In summary, we identified a perturbed miRNA profile in the UA muscles of OSAHS patients. These dysregulated miRNAs potentially led to profound alterations in signaling pathways and cellular functions, which might have contributed to the pathogenesis of OSAHS. Some of these miRNAs were associated with local inflammation by upregulating inflammatory factors, such as IL-6. This study is the first to reveal an altered miRNA profile in the UA muscular tissue of OSAHS patients and therefore provides a theoretical basis for developing novel miRNA-based interventions of OSAHS.

Table 3.

Baseline characteristics of OSAHS patients and controls in qRT-PCR for IL-6 and Lin28A expression levels.

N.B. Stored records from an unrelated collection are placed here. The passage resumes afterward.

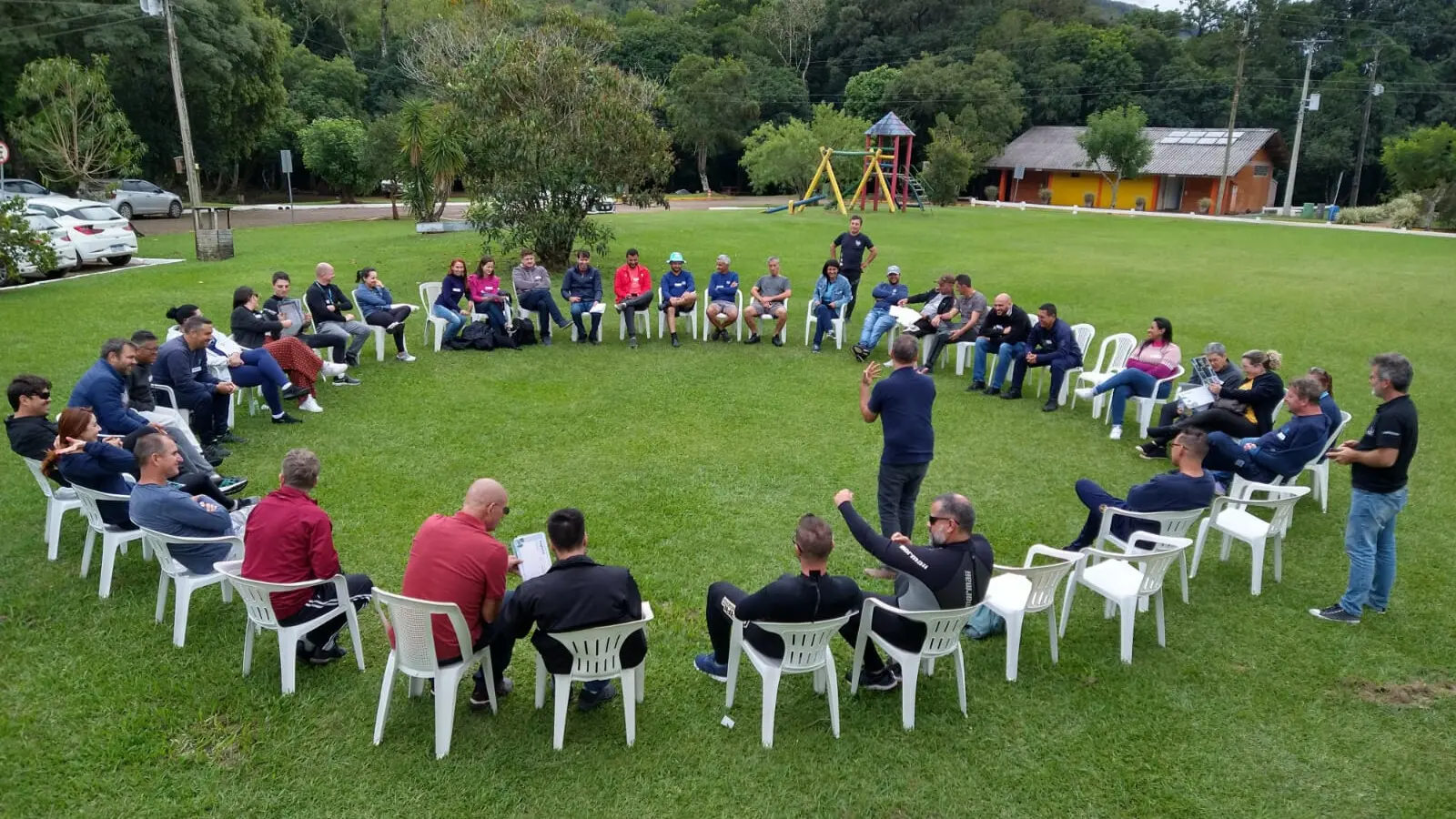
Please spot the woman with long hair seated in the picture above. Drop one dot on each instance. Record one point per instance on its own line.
(1241, 413)
(86, 460)
(1154, 360)
(232, 361)
(379, 308)
(484, 288)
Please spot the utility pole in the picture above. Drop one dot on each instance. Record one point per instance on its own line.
(1234, 114)
(1365, 127)
(1299, 126)
(193, 187)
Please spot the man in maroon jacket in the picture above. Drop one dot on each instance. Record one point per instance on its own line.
(290, 540)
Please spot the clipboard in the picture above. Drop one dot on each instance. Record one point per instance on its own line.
(533, 554)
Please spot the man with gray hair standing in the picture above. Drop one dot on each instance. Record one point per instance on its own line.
(902, 402)
(1378, 464)
(290, 540)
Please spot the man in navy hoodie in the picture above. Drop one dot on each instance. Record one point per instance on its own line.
(1052, 346)
(1278, 453)
(1186, 487)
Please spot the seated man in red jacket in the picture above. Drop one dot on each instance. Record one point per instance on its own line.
(290, 540)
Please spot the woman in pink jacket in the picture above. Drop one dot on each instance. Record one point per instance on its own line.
(1155, 359)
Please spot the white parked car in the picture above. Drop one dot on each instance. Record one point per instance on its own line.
(66, 256)
(96, 230)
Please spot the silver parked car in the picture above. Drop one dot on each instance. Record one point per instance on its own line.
(22, 188)
(136, 197)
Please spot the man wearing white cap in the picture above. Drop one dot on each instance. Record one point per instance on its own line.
(679, 293)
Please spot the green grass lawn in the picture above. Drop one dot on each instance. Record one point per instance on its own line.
(692, 465)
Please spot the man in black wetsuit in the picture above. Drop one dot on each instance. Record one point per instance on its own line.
(950, 573)
(808, 596)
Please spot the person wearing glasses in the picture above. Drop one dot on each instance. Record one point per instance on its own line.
(951, 573)
(805, 596)
(1186, 487)
(458, 560)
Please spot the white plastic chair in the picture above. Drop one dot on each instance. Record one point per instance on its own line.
(1046, 581)
(691, 317)
(257, 596)
(1127, 588)
(429, 292)
(644, 319)
(771, 321)
(57, 503)
(1230, 516)
(1169, 525)
(414, 656)
(805, 651)
(187, 581)
(1147, 405)
(1082, 334)
(113, 538)
(837, 325)
(1111, 359)
(596, 653)
(1320, 467)
(943, 637)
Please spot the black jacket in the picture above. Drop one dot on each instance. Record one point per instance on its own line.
(575, 593)
(252, 329)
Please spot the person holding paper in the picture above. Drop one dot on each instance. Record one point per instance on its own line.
(581, 288)
(888, 293)
(1152, 360)
(679, 293)
(458, 560)
(290, 540)
(575, 592)
(807, 596)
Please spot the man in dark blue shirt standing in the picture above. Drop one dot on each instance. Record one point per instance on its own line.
(903, 405)
(849, 248)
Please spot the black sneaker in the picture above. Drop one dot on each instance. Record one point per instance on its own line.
(1336, 614)
(590, 702)
(885, 680)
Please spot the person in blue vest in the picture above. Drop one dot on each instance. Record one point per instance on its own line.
(878, 321)
(1050, 344)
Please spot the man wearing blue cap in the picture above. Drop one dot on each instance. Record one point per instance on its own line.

	OSAHS group (n=12)	Control group (n=7)	p-value
Age (years)	33.96 ± 1.61	34.29 ± 1.92	0.903
Male [no. (%)]	10 (45.5)	7 (41.2)	0.821
BMI (kg/m2)	28.24 ±1.13	25.82 ± 0.79	0.315
TG (mmol/L)	2.08± 1.28	1.03 ± 0.64	0.009**
Fasting blood glucose (mmol/L)	4.62 ± 0.43	4.27 ± 0.24	0.005
AHI (events/hour)	66.34 ± 5.87	1.20 ± 0.34	0.001**
Minimum oxygen saturation (%)	63.16 ± 3.62	91.02 ± 1.85	0.001**
Average oxygen saturation (%)	90.42 ± 1.21	96.28 ± 0.72	0.001**
WBC (×106/L)	6.82 ± 0.34	6.21 ± 0.56	0.740
Smoking history [no. (%)]	2 (16.7)	2 (28.6)	0.061
Drinking history [no. (%)]	3 (25.0)	2 (28.6)	0.483

OSAHS = obstructive sleep apnea-hypopnea syndrome, BMI = body mass index, TG = triglyceride, AHI = apnea–hypopnea index, WBC = white blood cell. Data represent the mean ± standard error (SEM) or percentage of each group. **p < 0.01: difference between the two groups by Mann–Whitney test or chi-squared test.